Users aren’t consuming content en masse – but they are using mobile phones to communicate. In a word, content isn’t king; communication is. Blyk, an pan-European MVNO set to launch in August on the Orange network in the U.K., is betting its bottom line on this observation, according to this e-consultancy post recounting the main points of a recent address by Blyk to a group of prospective advertisers.
Blyk co-founder Antti Öhrling is quoted as saying: “The first myth that people tend to believe is that content is king in the mobile domain. You have to think about the medium. Mobile is a communications channel, not a content channel. The next generation of the mobile experience will still be around communication, not content.” He added: “[Content] is really something that everyone is looking to be the next holy grail in the industry, but if you look at the research for our audience – 16-24 year olds - mobile is a communications channel, not a content channel.”
Against this backdrop, Blyk’s business model is about providing users free calls and text messages if they accept SMS and MMS ads. The model won’t result in a tidal wave of spam, Öhrling said, because all ads sent by Blyk’s advertisers will go through its moderation panel. What’s more, the company will limit the amount each user receives from brands to four per day. Blyk’s sales pitch aside, it may be on to something. SMS still accounts for the lion’s share of data revenues and the industry expects a similar windfall from mobile IM (and a seismic shift in user behavior when we finally have interop).

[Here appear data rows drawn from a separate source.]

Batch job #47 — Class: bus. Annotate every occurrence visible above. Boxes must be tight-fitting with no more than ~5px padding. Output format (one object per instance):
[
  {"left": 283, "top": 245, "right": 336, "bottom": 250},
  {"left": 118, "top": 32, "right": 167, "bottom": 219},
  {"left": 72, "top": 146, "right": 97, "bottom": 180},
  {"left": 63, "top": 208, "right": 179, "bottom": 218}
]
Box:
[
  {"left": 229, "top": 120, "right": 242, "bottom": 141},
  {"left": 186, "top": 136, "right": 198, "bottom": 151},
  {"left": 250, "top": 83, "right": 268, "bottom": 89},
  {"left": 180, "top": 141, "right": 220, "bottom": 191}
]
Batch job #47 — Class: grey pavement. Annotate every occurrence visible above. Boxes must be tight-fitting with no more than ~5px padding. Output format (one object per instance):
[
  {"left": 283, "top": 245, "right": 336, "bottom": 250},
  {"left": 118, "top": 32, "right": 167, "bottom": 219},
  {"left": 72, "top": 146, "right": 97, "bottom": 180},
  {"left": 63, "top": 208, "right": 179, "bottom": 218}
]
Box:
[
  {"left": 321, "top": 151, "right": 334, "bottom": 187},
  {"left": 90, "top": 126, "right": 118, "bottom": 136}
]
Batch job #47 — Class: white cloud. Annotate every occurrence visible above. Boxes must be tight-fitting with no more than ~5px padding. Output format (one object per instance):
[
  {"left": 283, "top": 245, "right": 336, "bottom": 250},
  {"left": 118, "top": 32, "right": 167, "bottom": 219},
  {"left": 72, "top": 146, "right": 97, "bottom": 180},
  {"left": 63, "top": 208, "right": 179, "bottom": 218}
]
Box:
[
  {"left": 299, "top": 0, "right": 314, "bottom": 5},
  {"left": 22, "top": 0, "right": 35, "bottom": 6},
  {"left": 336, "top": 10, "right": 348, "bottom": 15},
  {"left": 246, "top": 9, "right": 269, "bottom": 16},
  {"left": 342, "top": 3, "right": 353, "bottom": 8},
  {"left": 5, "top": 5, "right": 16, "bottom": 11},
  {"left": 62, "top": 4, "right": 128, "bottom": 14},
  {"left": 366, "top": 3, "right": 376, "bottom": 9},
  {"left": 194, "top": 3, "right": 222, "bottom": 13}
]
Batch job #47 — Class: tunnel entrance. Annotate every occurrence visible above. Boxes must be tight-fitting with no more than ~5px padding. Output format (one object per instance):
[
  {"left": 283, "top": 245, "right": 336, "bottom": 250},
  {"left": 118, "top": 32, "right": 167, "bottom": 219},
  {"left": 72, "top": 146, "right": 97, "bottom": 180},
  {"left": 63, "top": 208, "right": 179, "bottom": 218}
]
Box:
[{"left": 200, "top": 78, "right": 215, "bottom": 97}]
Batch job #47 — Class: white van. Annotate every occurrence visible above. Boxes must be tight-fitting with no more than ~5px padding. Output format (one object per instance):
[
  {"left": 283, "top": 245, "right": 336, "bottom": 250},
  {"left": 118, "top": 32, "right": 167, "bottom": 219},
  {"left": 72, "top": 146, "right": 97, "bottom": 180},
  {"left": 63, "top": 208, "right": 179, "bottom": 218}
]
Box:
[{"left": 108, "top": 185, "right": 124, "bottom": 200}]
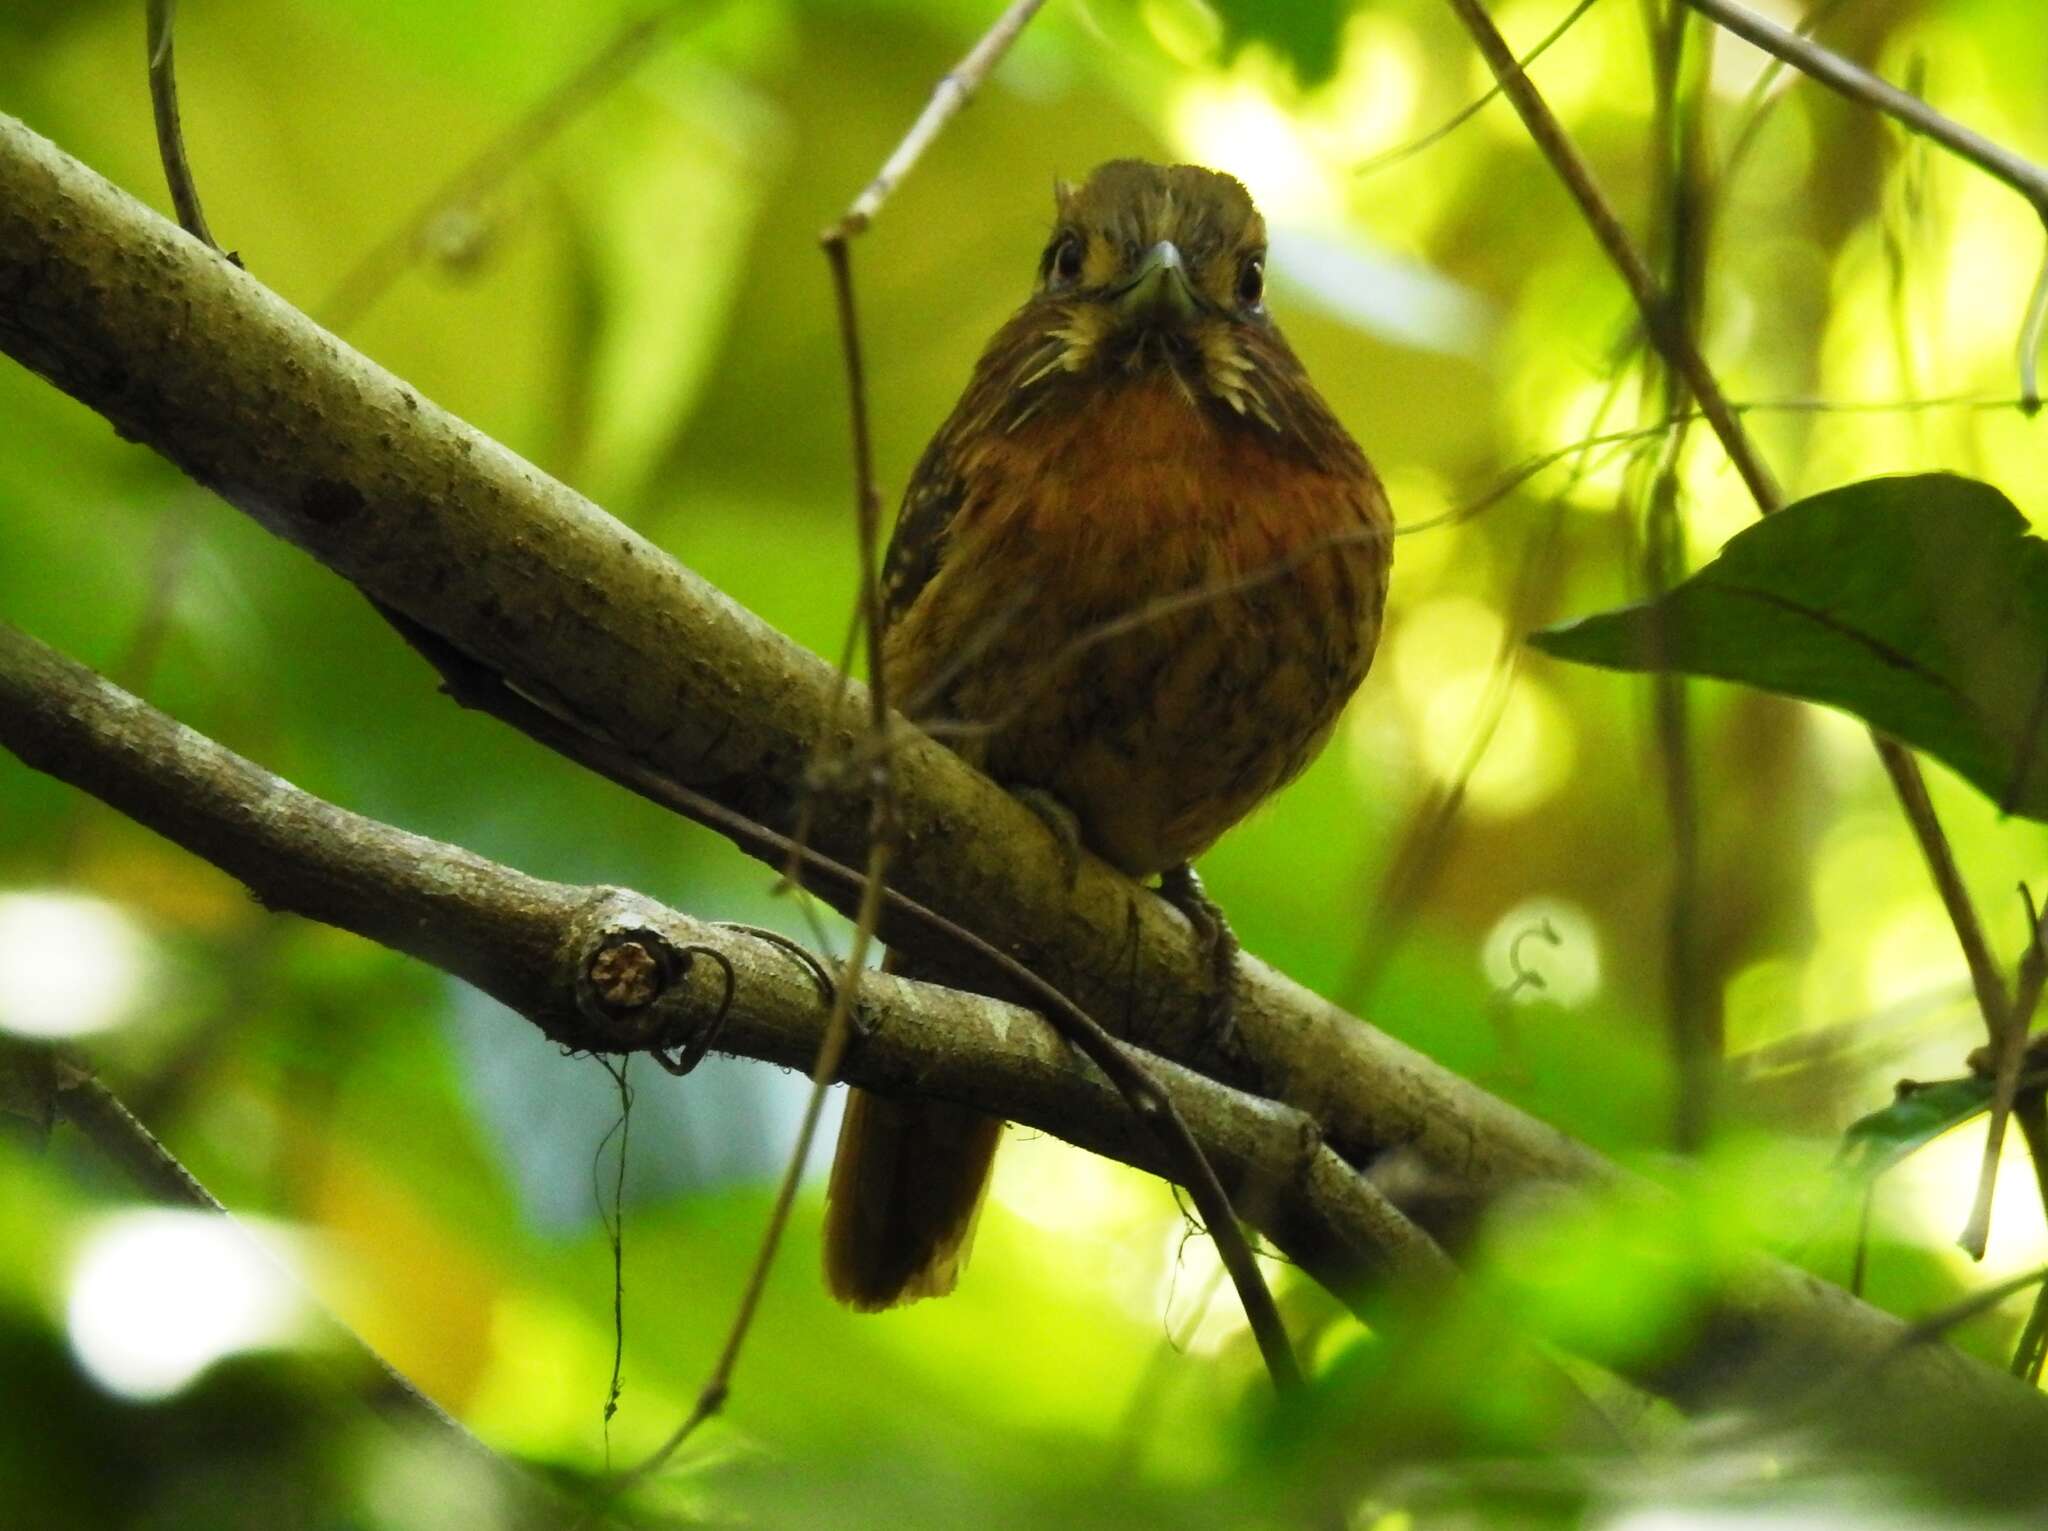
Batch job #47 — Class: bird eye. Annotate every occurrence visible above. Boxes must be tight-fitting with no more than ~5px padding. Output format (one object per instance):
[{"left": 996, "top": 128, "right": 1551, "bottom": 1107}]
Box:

Posted In: Social Media, Countries, Europe
Comments (0)
Jun 4, 2007 1:17 PM
One of the reasons that content is not king on mobile is the lack of knowing what the capabilities of the target device are. In addition it’s still difficult to enter data and navigate around in the browser.
If that changed so would mobile content consumption.
Peter
Jun 5, 2007 6:51 AM
This is very old hat and a simplistic.
To a lesser extent the argument that communication is king is true on the web as well. Email, instant messaging and all these web 2.0 sites are essentially about communicating.
This does not mean that content is an insignificant business on the web or even mobile, its just a smaller market. AND some forms of communication are becoming content.